I've since re-read Arnold's QEWU, and she mentions these of course, just not their dates when they started being used and when they stopped being listed. She also lists the pairs of cases in a different area, as if they were meant to simply carry them around. Considering the number of cases made, and that they were usually made in fine fabrics and not just canvas, they may have been part of the busks, and not just for storage and carrying them around. I hope to note more as I read.

I finally understand that half-farthingales usually went with padded rolls, early in the 1580s. But in 1581 entries, the clerk dropped the rolls portion for some reason, but still listed the padding materials. Will find out later if rolls reappear with half-farthingales or not, but I'm not really tracking these right now - just thought it interesting as I'd long wondered which 'half' a half-farthingale covered. I think Pat Stanley (the lady portraying QEI at Visalia) may be amused to find she may be right after all, in wearing her Spanish farthingale over a large roll.
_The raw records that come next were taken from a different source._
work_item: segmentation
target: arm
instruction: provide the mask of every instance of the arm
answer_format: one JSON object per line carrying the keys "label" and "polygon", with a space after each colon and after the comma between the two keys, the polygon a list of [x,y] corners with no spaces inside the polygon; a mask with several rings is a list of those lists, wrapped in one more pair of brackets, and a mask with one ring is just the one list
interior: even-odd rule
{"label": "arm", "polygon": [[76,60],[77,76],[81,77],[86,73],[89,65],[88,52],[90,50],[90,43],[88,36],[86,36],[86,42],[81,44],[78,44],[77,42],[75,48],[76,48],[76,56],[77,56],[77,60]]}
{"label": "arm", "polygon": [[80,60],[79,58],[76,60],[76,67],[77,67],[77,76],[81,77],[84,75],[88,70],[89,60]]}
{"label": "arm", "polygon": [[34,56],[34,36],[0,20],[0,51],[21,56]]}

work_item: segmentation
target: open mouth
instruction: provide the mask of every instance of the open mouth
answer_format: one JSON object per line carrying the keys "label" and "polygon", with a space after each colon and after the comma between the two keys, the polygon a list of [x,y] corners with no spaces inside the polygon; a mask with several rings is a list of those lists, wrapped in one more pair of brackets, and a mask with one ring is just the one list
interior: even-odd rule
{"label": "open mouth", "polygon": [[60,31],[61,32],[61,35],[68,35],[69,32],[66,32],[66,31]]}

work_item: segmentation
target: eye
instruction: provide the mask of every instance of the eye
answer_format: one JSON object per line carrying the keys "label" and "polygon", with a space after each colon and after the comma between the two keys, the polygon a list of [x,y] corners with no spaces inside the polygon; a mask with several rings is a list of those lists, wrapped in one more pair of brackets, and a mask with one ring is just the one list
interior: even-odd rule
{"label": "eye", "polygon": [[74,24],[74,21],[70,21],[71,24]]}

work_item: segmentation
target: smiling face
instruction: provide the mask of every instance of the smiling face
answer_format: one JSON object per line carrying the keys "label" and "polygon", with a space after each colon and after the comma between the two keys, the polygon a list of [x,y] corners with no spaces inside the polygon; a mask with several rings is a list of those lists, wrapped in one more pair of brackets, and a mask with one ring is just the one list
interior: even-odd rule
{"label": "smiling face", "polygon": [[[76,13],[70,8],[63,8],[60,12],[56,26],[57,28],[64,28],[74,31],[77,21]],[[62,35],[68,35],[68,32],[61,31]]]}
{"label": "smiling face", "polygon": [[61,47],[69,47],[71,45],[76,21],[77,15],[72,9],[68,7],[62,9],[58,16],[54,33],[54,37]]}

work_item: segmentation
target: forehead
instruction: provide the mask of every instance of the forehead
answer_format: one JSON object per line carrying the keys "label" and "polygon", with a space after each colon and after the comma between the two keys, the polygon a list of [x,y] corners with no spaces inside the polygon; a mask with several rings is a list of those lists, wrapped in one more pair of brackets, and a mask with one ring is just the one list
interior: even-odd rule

I also learned that Thomasina the Dwarf, was only given petticoats and gowns, along with other accessories and some linens, presumably to make into smocks (some linens are noted for sheets). She so far has not been given kirtles. And many of the gowns seem quite lovely with lace and bugles added, even if the fabrics are not as fine. (she received several gowns for each petticoat given.)

Why this last is important to me, is that Thomasina was one of a handful of women who were provided full outfits by the Queen's command, and recorded in several continuing entries so far, usually at least every 6 months, so I can trend and see what it is that a non-Queen would wear, vs the Queen who has petticoats, kirtles, gowns, waistcoats, foreparts, jackets, doublets, and more. In other words, a more average courtly/liveried wardrobe. There are other ladies who get fully outfitted, and they did get petticoats, kirtles and gowns, but they also were more sporadic in what they were given. Other women usually were given gowns, or fabric. One special lady got a whole lot of shoes, as well as a full set of garb.

And the silence on garment stiffeners outside of canvas, sometimes buckram, once mentioning using bays (a worsted warp, woolen weft woolen fabric) for stiffening, and the random making of groups of busks continue. I know the bents possibly in the bodies will be in upcoming entries (1582-83), but so far this tells me that there were NO bents in bodies, other than in sleeve rolls, during the late 60s and all of the 70s, into 1582. As I re-read Arnold's commentary, I'm finding her words a bit misleading.

I also think that if the Queen had ever used hemp cord or similar cord for soft boning, it would have been listed somewhere in the warrants, probably among the entries that are for the tailors general supplies, or the silk woman's list of items. Both of those list a wide variety of items for payment, but there are no types of cords listed that isn't decorative.

And as I think about the known images and stories about QEI, she was active, dancing and walking often, horse back riding, especially in her early years. She may simply have not needed any stiffeners or body shaping, beyond shaping of the garment, using busks and various fabric stiffening as I've noted, usually in gowns.

If only we had the tailoring warrants for the regular English court ladies, to see what they did in their garments. Especially if any of those ladies were known to have had children. Anyone know of such?